La subordinazione pura e semplice, al contrario, ridurrebbe il medico a un operatore sanitario qualsiasi, privo di quella auctoritas che invece deriva dall’essere parte di una comunità professionale autoregolata. Un medico subordinato, timoroso del dirigente gerarchicamente superiore, tenderà a seguire pedissequamente ordini e linee guida anche quando li ritiene sbagliati, per non mettersi nei guai: e così facendo, abdicherebbe al suo ruolo di coscienza critica e di fiduciario del paziente. Un medico autonomo, invece, seguirà linee guida e ordini quando sono sensati, ma avrà il coraggio di segnalarne le falle se necessario, e proporrà migliorie forte della propria competenza.

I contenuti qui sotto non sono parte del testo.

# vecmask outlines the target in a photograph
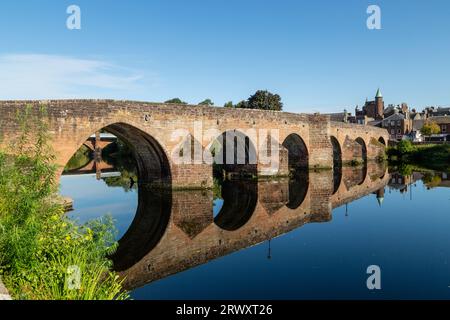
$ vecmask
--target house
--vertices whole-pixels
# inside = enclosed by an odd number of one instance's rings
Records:
[[[386,128],[391,140],[402,140],[403,136],[411,133],[412,121],[408,115],[401,114],[396,109],[393,115],[383,119],[381,127]]]

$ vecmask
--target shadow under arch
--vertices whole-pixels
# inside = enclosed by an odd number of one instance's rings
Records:
[[[333,147],[333,166],[342,166],[342,148],[338,139],[330,137],[331,146]]]
[[[140,184],[171,187],[169,159],[155,138],[125,123],[111,124],[103,130],[117,136],[130,148],[136,161]]]
[[[286,207],[295,210],[305,201],[309,190],[309,171],[296,171],[289,179],[289,201]]]
[[[242,228],[252,217],[258,202],[255,181],[227,180],[222,184],[223,205],[214,223],[226,231]]]
[[[213,173],[222,175],[257,176],[256,147],[250,137],[238,130],[223,132],[211,144]]]
[[[378,139],[378,142],[386,146],[386,140],[384,140],[383,137],[380,137],[380,138]]]
[[[296,133],[291,133],[283,141],[283,147],[288,151],[289,170],[305,169],[309,166],[308,148],[303,139]]]
[[[171,212],[171,190],[139,186],[136,216],[110,256],[115,271],[131,268],[156,247],[166,232]]]
[[[335,194],[342,182],[342,148],[334,136],[330,137],[330,141],[333,147],[333,194]]]
[[[367,145],[364,139],[362,138],[356,138],[355,142],[359,144],[360,150],[358,150],[358,153],[360,153],[360,156],[364,163],[367,162]]]

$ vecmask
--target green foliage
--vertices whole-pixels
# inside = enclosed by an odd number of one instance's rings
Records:
[[[234,108],[233,101],[228,101],[223,105],[224,108]]]
[[[211,99],[206,99],[206,100],[200,102],[199,105],[200,106],[210,106],[211,107],[211,106],[214,105],[214,102],[212,102]]]
[[[238,109],[248,109],[248,101],[242,100],[241,102],[239,102],[237,105],[234,106],[235,108]]]
[[[402,140],[397,144],[397,150],[400,155],[405,155],[416,151],[416,147],[409,140]]]
[[[413,146],[409,153],[400,154],[399,146],[389,148],[389,161],[391,164],[408,164],[422,168],[448,172],[450,170],[450,145],[427,144]],[[406,152],[409,148],[404,148]]]
[[[85,145],[82,145],[81,148],[78,149],[78,151],[69,160],[64,168],[64,171],[68,172],[83,168],[88,165],[90,161],[92,161],[92,158],[93,152]]]
[[[258,90],[248,98],[248,108],[281,111],[283,110],[283,103],[278,94],[270,93],[267,90]]]
[[[116,244],[111,219],[77,226],[51,200],[57,192],[47,126],[27,107],[14,155],[0,153],[0,274],[17,299],[126,299],[106,258]],[[68,268],[81,271],[69,289]]]
[[[126,192],[137,189],[137,165],[126,143],[121,140],[111,143],[102,150],[102,159],[120,172],[120,177],[103,178],[109,187],[122,187]]]
[[[225,107],[231,107],[232,102],[228,102]],[[278,94],[270,93],[267,90],[258,90],[247,100],[243,100],[234,106],[240,109],[260,109],[260,110],[274,110],[282,111],[283,103]]]
[[[427,121],[422,129],[420,129],[420,132],[424,135],[424,136],[431,136],[433,134],[439,134],[441,133],[441,127],[439,127],[439,125],[436,122],[433,121]]]
[[[439,187],[439,185],[442,183],[442,178],[434,172],[427,172],[425,173],[422,181],[427,186],[427,188],[433,189]]]
[[[180,98],[173,98],[170,100],[167,100],[164,103],[172,103],[172,104],[188,104],[187,102],[182,101]]]

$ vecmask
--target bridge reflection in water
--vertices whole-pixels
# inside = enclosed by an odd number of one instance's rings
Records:
[[[111,258],[132,290],[307,223],[331,221],[334,208],[369,194],[380,200],[388,182],[387,168],[377,163],[227,181],[215,218],[213,190],[158,192],[140,186],[137,214]]]

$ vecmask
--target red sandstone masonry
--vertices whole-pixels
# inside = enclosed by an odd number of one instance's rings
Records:
[[[135,131],[152,137],[168,158],[172,185],[176,187],[211,187],[212,168],[210,165],[176,165],[171,154],[179,141],[172,141],[171,135],[176,129],[186,129],[194,135],[194,122],[201,121],[204,130],[216,129],[225,132],[240,129],[276,129],[279,130],[280,145],[290,134],[297,134],[304,141],[309,152],[309,166],[332,168],[333,150],[330,136],[339,141],[342,154],[346,155],[345,139],[361,138],[366,146],[372,139],[378,141],[383,137],[388,141],[384,129],[360,125],[330,122],[328,116],[293,114],[275,111],[228,109],[205,106],[167,105],[147,102],[113,101],[113,100],[58,100],[58,101],[3,101],[0,102],[0,136],[3,144],[11,141],[19,132],[16,114],[26,105],[47,106],[48,122],[52,136],[52,146],[57,155],[57,163],[63,167],[78,148],[95,132],[115,124],[118,129],[127,125],[130,139]],[[31,124],[30,124],[31,125]],[[136,143],[138,141],[135,141]],[[203,148],[210,141],[201,141]],[[258,146],[259,141],[252,141]],[[135,146],[143,161],[154,157],[148,153],[146,146]],[[376,148],[367,147],[367,157],[376,158]],[[153,158],[152,158],[153,159]],[[280,159],[281,166],[277,174],[287,173],[285,155]],[[258,170],[263,173],[262,168]],[[157,171],[158,168],[150,168]],[[151,171],[151,170],[150,170]]]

La posta in gioco è alta: riguarda la qualità del nostro Servizio Sanitario e la tenuta stessa dei valori democratici in ambito sanitario, nonostante le evidenti difficoltà di bilancio. In una democrazia matura, lo Stato non teme i corpi intermedi, anzi li riconosce come elementi essenziali. La politica saggia cerca il confronto con i medici (così come con gli insegnanti, con i magistrati, etc.) sapendo che solo integrando le competenze si governano sistemi complessi. Quando invece la politica – magari per venature populiste o managerialistiche – cerca di “bypassare” i corpi intermedi e comandare dall’alto, nel breve periodo può sembrare di ottenere efficienza, ma nel lungo periodo crea alienazione, conflitto e inefficienza latente. Un esempio: se un governo regionale decide unilateralmente standard, turni e compiti dei medici senza ascoltare chi lavora sul campo, può darsi che sulla carta ottenga più ore coperte o più prestazioni; ma se quelle misure non tengono conto della realtà, i medici le subiranno mal volentieri, magari le boicotteranno in silenzio o daranno le dimissioni appena possibile, e alla fine il sistema ne soffrirà, (liste d’attesa che si allungano perché mancano specialisti, ambulatori scoperti perché nessuno accetta certi incarichi, sistemi di emergenza urgenza che hanno subito imposizioni politiche non condivise… etc..).
Coinvolgere e rispettare la categoria medica conviene allo Stato stesso, perché ne migliora i servizi.
Il messaggio finale di questo capitolo: difendere l’indipendenza del medico come pilastro del suo essere corpo intermedio. Ciò implica rafforzare gli Ordini professionali rendendoli più rappresentativi e incisivi, implica avere sindacati moderni che non pensino solo a scatti economici ma anche alla qualità del lavoro, implica educare i medici stessi – sin dall’università – a concepirsi come parte attiva del sistema e non come semplici dipendenti attendisti. Subordinazione non deve far rima con sottomissione. Dobbiamo perseguire un modello in cui il medico possa essere al contempo servitore dello Stato (nel senso più alto, servitore del bene pubblico) e voce libera che dice la verità al potere quando serve. Come ricordava un motto attribuito a Thomas Jefferson, “il prezzo della libertà è l’eterna vigilanza”: i medici, in quanto corpo intermedio della sanità, devono vigilare per la libertà e la qualità del sistema sanitario. Solo così potranno onorare appieno il loro ruolo e la fiducia che i cittadini ripongono in loro.